Why has capitalism failed to eradicate poverty?
The beauty of capitalism is the idea that to get wealthy, one must enrich or contribute to the society. However, world still fights against poverty and fails to avoid this term in numerous reports. World bank defines poverty as living on less than US $3.10 a day, and extreme poverty as less than US $ 1.90 per day (“PSP: Taking on inequality” 23). So, why the capitalistic approach which was meant to eliminate poverty has failed? There is a meager likelihood of eradicated poverty for any economic system. Society can prevent nations from hunger thanks to capitalism but there is a never-ending loop that expels the myth of eliminated poverty in the world. One can imagine a capitalistic society without poverty meaning everybody has enough amount of money. Since capitalism relies on free market pillar, it is obvious that prices will increase. The ones with least amount of money will be impoverished. Even though capitalism has been successfully fighting extreme poverty during recent years, it does not mean that poverty is eradicated.

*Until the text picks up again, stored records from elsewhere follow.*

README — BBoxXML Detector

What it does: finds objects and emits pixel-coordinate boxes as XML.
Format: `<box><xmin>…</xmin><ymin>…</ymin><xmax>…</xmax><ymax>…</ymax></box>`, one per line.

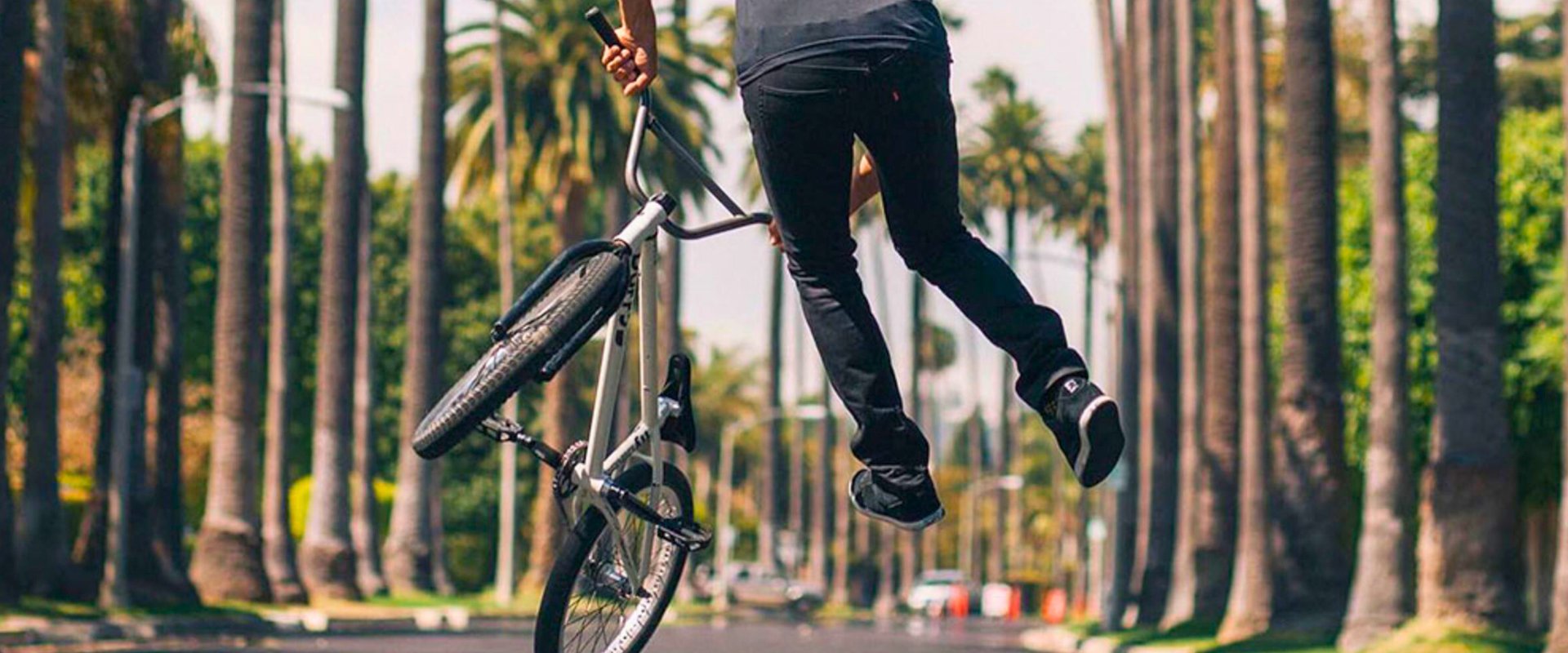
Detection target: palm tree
<box><xmin>1210</xmin><ymin>0</ymin><xmax>1273</xmax><ymax>642</ymax></box>
<box><xmin>382</xmin><ymin>0</ymin><xmax>447</xmax><ymax>592</ymax></box>
<box><xmin>808</xmin><ymin>375</ymin><xmax>849</xmax><ymax>587</ymax></box>
<box><xmin>450</xmin><ymin>0</ymin><xmax>723</xmax><ymax>586</ymax></box>
<box><xmin>0</xmin><ymin>2</ymin><xmax>31</xmax><ymax>605</ymax></box>
<box><xmin>757</xmin><ymin>252</ymin><xmax>787</xmax><ymax>564</ymax></box>
<box><xmin>1094</xmin><ymin>0</ymin><xmax>1142</xmax><ymax>629</ymax></box>
<box><xmin>300</xmin><ymin>0</ymin><xmax>365</xmax><ymax>598</ymax></box>
<box><xmin>491</xmin><ymin>3</ymin><xmax>518</xmax><ymax>606</ymax></box>
<box><xmin>1165</xmin><ymin>0</ymin><xmax>1241</xmax><ymax>624</ymax></box>
<box><xmin>1160</xmin><ymin>0</ymin><xmax>1203</xmax><ymax>626</ymax></box>
<box><xmin>191</xmin><ymin>0</ymin><xmax>273</xmax><ymax>602</ymax></box>
<box><xmin>143</xmin><ymin>0</ymin><xmax>194</xmax><ymax>602</ymax></box>
<box><xmin>1137</xmin><ymin>3</ymin><xmax>1181</xmax><ymax>624</ymax></box>
<box><xmin>20</xmin><ymin>0</ymin><xmax>69</xmax><ymax>595</ymax></box>
<box><xmin>1339</xmin><ymin>0</ymin><xmax>1416</xmax><ymax>651</ymax></box>
<box><xmin>1418</xmin><ymin>0</ymin><xmax>1522</xmax><ymax>628</ymax></box>
<box><xmin>262</xmin><ymin>2</ymin><xmax>305</xmax><ymax>603</ymax></box>
<box><xmin>960</xmin><ymin>67</ymin><xmax>1062</xmax><ymax>580</ymax></box>
<box><xmin>1272</xmin><ymin>0</ymin><xmax>1352</xmax><ymax>631</ymax></box>
<box><xmin>1546</xmin><ymin>7</ymin><xmax>1568</xmax><ymax>653</ymax></box>
<box><xmin>348</xmin><ymin>186</ymin><xmax>387</xmax><ymax>597</ymax></box>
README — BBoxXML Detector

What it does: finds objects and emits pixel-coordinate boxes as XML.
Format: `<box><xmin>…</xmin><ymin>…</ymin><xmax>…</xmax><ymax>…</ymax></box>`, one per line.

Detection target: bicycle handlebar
<box><xmin>583</xmin><ymin>7</ymin><xmax>773</xmax><ymax>240</ymax></box>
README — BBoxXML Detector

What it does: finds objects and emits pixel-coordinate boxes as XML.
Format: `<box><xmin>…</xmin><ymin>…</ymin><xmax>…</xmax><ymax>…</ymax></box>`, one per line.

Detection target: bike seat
<box><xmin>658</xmin><ymin>354</ymin><xmax>696</xmax><ymax>452</ymax></box>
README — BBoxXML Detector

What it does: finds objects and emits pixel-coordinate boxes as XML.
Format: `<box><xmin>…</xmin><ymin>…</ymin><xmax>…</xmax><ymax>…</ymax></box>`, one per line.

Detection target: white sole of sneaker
<box><xmin>1072</xmin><ymin>394</ymin><xmax>1111</xmax><ymax>478</ymax></box>
<box><xmin>845</xmin><ymin>474</ymin><xmax>947</xmax><ymax>532</ymax></box>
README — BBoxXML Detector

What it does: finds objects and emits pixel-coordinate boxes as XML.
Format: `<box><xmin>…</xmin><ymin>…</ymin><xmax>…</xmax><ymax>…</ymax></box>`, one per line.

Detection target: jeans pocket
<box><xmin>755</xmin><ymin>82</ymin><xmax>844</xmax><ymax>100</ymax></box>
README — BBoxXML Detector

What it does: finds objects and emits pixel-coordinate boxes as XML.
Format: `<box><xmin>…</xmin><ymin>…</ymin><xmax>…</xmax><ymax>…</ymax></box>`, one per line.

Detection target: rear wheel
<box><xmin>414</xmin><ymin>252</ymin><xmax>622</xmax><ymax>459</ymax></box>
<box><xmin>533</xmin><ymin>462</ymin><xmax>692</xmax><ymax>653</ymax></box>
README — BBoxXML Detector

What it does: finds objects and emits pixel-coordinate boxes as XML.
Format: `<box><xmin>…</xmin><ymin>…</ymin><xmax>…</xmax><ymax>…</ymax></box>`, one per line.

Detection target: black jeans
<box><xmin>742</xmin><ymin>51</ymin><xmax>1085</xmax><ymax>489</ymax></box>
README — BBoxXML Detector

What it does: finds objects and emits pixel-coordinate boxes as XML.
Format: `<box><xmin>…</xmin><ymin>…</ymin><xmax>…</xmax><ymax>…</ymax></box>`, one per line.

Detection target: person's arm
<box><xmin>850</xmin><ymin>152</ymin><xmax>881</xmax><ymax>216</ymax></box>
<box><xmin>768</xmin><ymin>153</ymin><xmax>881</xmax><ymax>249</ymax></box>
<box><xmin>600</xmin><ymin>0</ymin><xmax>658</xmax><ymax>96</ymax></box>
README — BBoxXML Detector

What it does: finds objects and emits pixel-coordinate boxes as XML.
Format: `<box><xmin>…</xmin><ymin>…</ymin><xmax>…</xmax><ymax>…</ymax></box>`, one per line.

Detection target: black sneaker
<box><xmin>1040</xmin><ymin>375</ymin><xmax>1126</xmax><ymax>487</ymax></box>
<box><xmin>850</xmin><ymin>470</ymin><xmax>947</xmax><ymax>531</ymax></box>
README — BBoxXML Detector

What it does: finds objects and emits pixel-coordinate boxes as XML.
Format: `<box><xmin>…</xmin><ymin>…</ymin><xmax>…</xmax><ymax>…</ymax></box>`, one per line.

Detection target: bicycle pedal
<box><xmin>656</xmin><ymin>520</ymin><xmax>714</xmax><ymax>553</ymax></box>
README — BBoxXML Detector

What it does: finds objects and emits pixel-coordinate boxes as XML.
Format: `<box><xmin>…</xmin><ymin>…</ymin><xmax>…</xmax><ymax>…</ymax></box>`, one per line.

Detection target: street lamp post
<box><xmin>99</xmin><ymin>83</ymin><xmax>351</xmax><ymax>607</ymax></box>
<box><xmin>714</xmin><ymin>404</ymin><xmax>828</xmax><ymax>614</ymax></box>
<box><xmin>963</xmin><ymin>474</ymin><xmax>1024</xmax><ymax>581</ymax></box>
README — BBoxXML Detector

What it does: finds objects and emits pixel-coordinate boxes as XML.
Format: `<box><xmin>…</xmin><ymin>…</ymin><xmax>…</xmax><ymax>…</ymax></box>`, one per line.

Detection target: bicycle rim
<box><xmin>559</xmin><ymin>486</ymin><xmax>684</xmax><ymax>653</ymax></box>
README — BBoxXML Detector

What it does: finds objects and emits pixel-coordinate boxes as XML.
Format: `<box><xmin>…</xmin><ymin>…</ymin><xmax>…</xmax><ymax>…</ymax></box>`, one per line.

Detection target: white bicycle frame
<box><xmin>572</xmin><ymin>202</ymin><xmax>685</xmax><ymax>587</ymax></box>
<box><xmin>558</xmin><ymin>94</ymin><xmax>773</xmax><ymax>586</ymax></box>
<box><xmin>539</xmin><ymin>14</ymin><xmax>773</xmax><ymax>587</ymax></box>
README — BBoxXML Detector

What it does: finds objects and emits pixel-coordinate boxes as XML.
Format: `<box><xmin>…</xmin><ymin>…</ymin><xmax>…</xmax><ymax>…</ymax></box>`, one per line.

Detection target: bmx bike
<box><xmin>412</xmin><ymin>10</ymin><xmax>773</xmax><ymax>653</ymax></box>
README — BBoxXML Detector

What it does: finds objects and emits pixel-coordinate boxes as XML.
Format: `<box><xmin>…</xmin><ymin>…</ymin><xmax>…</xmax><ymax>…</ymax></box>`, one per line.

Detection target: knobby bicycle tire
<box><xmin>533</xmin><ymin>462</ymin><xmax>693</xmax><ymax>653</ymax></box>
<box><xmin>412</xmin><ymin>252</ymin><xmax>624</xmax><ymax>459</ymax></box>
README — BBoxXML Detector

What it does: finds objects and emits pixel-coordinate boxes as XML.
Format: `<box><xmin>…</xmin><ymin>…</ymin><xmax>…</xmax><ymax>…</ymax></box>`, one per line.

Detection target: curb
<box><xmin>0</xmin><ymin>607</ymin><xmax>533</xmax><ymax>650</ymax></box>
<box><xmin>1019</xmin><ymin>626</ymin><xmax>1195</xmax><ymax>653</ymax></box>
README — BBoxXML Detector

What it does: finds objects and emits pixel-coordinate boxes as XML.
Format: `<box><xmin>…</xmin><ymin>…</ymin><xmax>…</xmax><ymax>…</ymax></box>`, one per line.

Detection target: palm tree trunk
<box><xmin>1096</xmin><ymin>0</ymin><xmax>1138</xmax><ymax>629</ymax></box>
<box><xmin>823</xmin><ymin>425</ymin><xmax>864</xmax><ymax>605</ymax></box>
<box><xmin>1215</xmin><ymin>0</ymin><xmax>1273</xmax><ymax>642</ymax></box>
<box><xmin>72</xmin><ymin>8</ymin><xmax>140</xmax><ymax>597</ymax></box>
<box><xmin>1416</xmin><ymin>0</ymin><xmax>1522</xmax><ymax>628</ymax></box>
<box><xmin>262</xmin><ymin>3</ymin><xmax>305</xmax><ymax>603</ymax></box>
<box><xmin>872</xmin><ymin>523</ymin><xmax>898</xmax><ymax>619</ymax></box>
<box><xmin>0</xmin><ymin>2</ymin><xmax>24</xmax><ymax>605</ymax></box>
<box><xmin>1273</xmin><ymin>0</ymin><xmax>1352</xmax><ymax>631</ymax></box>
<box><xmin>1160</xmin><ymin>0</ymin><xmax>1205</xmax><ymax>626</ymax></box>
<box><xmin>809</xmin><ymin>375</ymin><xmax>849</xmax><ymax>587</ymax></box>
<box><xmin>1165</xmin><ymin>0</ymin><xmax>1241</xmax><ymax>624</ymax></box>
<box><xmin>987</xmin><ymin>207</ymin><xmax>1018</xmax><ymax>583</ymax></box>
<box><xmin>126</xmin><ymin>0</ymin><xmax>172</xmax><ymax>589</ymax></box>
<box><xmin>348</xmin><ymin>186</ymin><xmax>387</xmax><ymax>597</ymax></box>
<box><xmin>300</xmin><ymin>0</ymin><xmax>365</xmax><ymax>598</ymax></box>
<box><xmin>898</xmin><ymin>274</ymin><xmax>915</xmax><ymax>589</ymax></box>
<box><xmin>1339</xmin><ymin>0</ymin><xmax>1416</xmax><ymax>651</ymax></box>
<box><xmin>149</xmin><ymin>0</ymin><xmax>196</xmax><ymax>603</ymax></box>
<box><xmin>757</xmin><ymin>255</ymin><xmax>786</xmax><ymax>564</ymax></box>
<box><xmin>1546</xmin><ymin>0</ymin><xmax>1568</xmax><ymax>653</ymax></box>
<box><xmin>522</xmin><ymin>179</ymin><xmax>586</xmax><ymax>589</ymax></box>
<box><xmin>1138</xmin><ymin>3</ymin><xmax>1181</xmax><ymax>624</ymax></box>
<box><xmin>381</xmin><ymin>0</ymin><xmax>447</xmax><ymax>593</ymax></box>
<box><xmin>191</xmin><ymin>0</ymin><xmax>273</xmax><ymax>602</ymax></box>
<box><xmin>20</xmin><ymin>0</ymin><xmax>68</xmax><ymax>597</ymax></box>
<box><xmin>1546</xmin><ymin>0</ymin><xmax>1568</xmax><ymax>653</ymax></box>
<box><xmin>491</xmin><ymin>3</ymin><xmax>518</xmax><ymax>606</ymax></box>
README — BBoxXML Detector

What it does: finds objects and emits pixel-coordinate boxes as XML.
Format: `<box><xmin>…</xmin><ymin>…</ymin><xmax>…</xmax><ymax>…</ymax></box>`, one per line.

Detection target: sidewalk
<box><xmin>0</xmin><ymin>606</ymin><xmax>533</xmax><ymax>651</ymax></box>
<box><xmin>1019</xmin><ymin>626</ymin><xmax>1198</xmax><ymax>653</ymax></box>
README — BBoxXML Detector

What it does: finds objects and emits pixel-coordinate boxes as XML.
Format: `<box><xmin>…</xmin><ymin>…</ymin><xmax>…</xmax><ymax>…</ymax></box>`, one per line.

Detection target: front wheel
<box><xmin>533</xmin><ymin>462</ymin><xmax>693</xmax><ymax>653</ymax></box>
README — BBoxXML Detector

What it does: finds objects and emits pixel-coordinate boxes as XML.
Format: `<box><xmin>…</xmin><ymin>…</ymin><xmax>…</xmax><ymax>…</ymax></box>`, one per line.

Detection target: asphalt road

The reader can freely rely on the idea that capitalism separates the nation into several socioeconomic groups which brings the inequality of benefits. Government’s programs are usually main tools to fight poverty in capitalistic system which are socialistic practices and disagree with the concepts of pure capitalism. Capitalism indeed gives benefits but only to those who can afford them. It puts the technologies, ideas first and then only considers a certain class of people. The most important thing in our journey to the answer of the “why”, is to find out the true definition of poverty. As long as we define it as not starving people who survive, capitalism allows eradicating that kind of poverty better than any other economic technique. The USA is a very good example. During the recent crisis the number of Americans that were food secure dropped from 88.9 %to 85.4% which has remained relatively unchanged since then. The overall decrease in food insecurity from 2011 14.9 % to 2013 14.3 % was significant (Coleman-Jensen et al. 5).
One can clearly see that eradicating poverty can be a compelling challenge for any economic concept, unless it is fight against starving people and extreme poverty. Capitalism failed because of inequality, socioeconomic classification of the society, and its irrelevance to any idea of egalitarianism is the big part of the failure. Meanwhile, the reader must keep in mind that capitalism has failed like any other system would do in the fight against true poverty.
Coleman-Jensen, Gregory and Singh. “Household food security in the United States in 2013”, 2014, pp. 5-6.
Meador, John E. “Creating a world without poverty: social business and the future of capitalism.”, Community Development Journal, vol. 45, no. 2, 2014, pp. 209-210. “Poverty and Shared Prosperity 2016: Taking on Inequality”. Herndon: World Bank Publications, 2016, pp. 23-25.